Lettre au Monde,

DISSOCIATION…


Terre mère et toutes tes richesses. Tes habitants, humains et animaux, végétaux et tout être vivant. Mes pensées se perdent dans tes chemins, mes rêves s’envolent au delà de leur réalité. Longtemps, ai-je pensé que la Vie n’était faite que de hasards plus ou moins chanceux, mais je te vois, Destin. Je te lis, je te suis.
Comment changer un Monde qui ne souhaite pas évoluer mais produire, comment apaiser des cœurs qui ne semblent pas vouloir avancer, pas plus que guérir.

Je te pense, Monde et t’imagine à ma manière, je te pense Monde, et te vois rythmer les douces mélodies des âmes esseulées, trop seules dans un monde d’individualités.


Je marche et je te sens. Je cours et je te vis. J’avance et te contemple.

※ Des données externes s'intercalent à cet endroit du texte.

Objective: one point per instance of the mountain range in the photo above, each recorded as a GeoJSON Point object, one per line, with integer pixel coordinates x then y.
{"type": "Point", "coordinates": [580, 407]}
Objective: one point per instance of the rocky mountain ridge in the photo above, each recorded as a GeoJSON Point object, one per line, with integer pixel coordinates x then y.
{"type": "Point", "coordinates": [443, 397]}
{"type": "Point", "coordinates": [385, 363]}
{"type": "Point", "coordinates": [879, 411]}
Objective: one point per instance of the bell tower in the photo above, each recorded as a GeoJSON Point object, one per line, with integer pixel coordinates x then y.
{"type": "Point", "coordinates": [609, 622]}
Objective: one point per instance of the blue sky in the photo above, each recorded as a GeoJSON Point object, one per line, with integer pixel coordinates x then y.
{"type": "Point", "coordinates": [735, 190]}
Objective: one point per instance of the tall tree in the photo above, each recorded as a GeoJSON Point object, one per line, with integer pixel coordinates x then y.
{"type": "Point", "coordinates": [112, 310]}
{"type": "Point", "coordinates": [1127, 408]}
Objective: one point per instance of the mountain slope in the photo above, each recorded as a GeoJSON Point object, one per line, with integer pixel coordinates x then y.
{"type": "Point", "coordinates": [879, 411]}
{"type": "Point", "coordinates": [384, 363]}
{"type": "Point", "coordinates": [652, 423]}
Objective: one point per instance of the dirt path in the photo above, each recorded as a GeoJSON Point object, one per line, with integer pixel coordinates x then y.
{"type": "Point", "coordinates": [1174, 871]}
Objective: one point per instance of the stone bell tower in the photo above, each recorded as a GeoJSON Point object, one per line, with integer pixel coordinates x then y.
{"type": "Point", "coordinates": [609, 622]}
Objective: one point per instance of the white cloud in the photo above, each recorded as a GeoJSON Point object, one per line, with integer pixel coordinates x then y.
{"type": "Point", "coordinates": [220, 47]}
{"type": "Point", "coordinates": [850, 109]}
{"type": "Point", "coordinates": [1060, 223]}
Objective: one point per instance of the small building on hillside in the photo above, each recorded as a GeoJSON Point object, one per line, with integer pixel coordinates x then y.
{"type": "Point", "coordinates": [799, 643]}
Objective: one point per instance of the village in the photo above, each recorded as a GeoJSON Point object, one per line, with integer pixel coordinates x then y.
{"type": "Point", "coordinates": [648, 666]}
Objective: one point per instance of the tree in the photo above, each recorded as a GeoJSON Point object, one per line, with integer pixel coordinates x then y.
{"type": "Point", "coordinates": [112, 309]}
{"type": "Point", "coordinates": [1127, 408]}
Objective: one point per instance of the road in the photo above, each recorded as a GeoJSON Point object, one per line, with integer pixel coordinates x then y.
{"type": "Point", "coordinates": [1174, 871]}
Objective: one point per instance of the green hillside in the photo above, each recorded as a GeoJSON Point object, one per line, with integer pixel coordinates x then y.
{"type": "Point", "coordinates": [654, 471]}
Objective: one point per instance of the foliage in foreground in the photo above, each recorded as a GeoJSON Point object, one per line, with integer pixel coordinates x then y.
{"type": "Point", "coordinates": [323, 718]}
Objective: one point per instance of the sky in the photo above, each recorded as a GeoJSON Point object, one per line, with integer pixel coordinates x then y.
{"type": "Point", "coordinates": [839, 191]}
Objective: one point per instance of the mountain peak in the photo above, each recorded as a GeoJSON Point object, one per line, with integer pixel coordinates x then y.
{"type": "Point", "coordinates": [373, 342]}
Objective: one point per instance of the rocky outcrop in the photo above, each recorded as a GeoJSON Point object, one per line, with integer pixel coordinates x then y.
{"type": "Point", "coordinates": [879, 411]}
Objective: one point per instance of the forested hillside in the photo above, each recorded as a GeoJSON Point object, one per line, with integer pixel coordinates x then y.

Il n’y a pas si longtemps je me suis retrouvée au pieds de cette montagne, ta montagne, ton énergie, et me suis inclinée devant ta grandeur. Nul Homme ne saurait reproduire ton immensité et ta force.
Je t’écoute me susurrer, que nous, pauvres êtres, avons tort de penser que l’argent était père du pouvoir. Triste vie se désaltérant dans des abreuvoirs de luttes. De luttes insensées. De luttes perpétuelles.  Tu me dis, que la seule force qui existe est celle qui ne se possède pas, mais qui réside pourtant en chaque représentant de la vie.
Alors je pleure, lorsque j’arpente les rues et que je constate que nous, tes enfants, ne regardons plus le ciel mais seulement des bouts de papiers collés à des bouts de bétons. Des bouts d’inconscience collés à des gravas d’ignorance. Je souffre de voir l’ego égratigné de mes proches et je sombre en écoutant le mien. Je suis lasse, de sentir notre méfiance envers toi, Monde. Nos lumières sont devenues ternes et nos énergies fades. Je lis les décisions prises dans la peur, et les sentences de la fureur. Tant de schèmes de pensées et de comportements conditionnés et ego-centrés qui s’entrechoquent et ne choquent plus personnes. J’aimerais en être éloigné et me dégoûte d’y être affilié. Les hommes sentent pourtant, que toutes ces frustrations et dépendances ne sont que le fruit d’un monde malade.

Devant cette montagne, j’ai prié, pour que tu guides mon âme à ne plus se fourvoyer. J’ai imploré la seule puissance qui existe, celle du cœur, celle du vrai. et je lui ai demandé pardon, pour l’humanité. Pour cette collections d’êtres assoiffés de violence et de cupidité. Je me suis dit que nous n’étions rien comparé à ta grandeur.
Une brise me caresse d’abord la joue, puis un vent glacial me brûle le corps: une gifle de conscience, nous se sommes pas rien, nous appartenons au Tout. Alors, je m’assieds sur ce monde de Jugement et revêtis les yeux de la miséricorde.


“N’oublie pas, la sagesse n’a pas d’âge, ni de genre. La sagesse n’a pas de religion ni d’opinion. La sagesse est amour et bienveillance.”

Partout autour de moi, je rependrais alors ton parfum, pureté et délicatesse. L’innocence n’est pas l’ignorance ni la stupidité, elle est l’élégance de l’intelligence du cœur.

…RECONNEXION

Photo: La poésie a-t-elle toujours besoin de mots?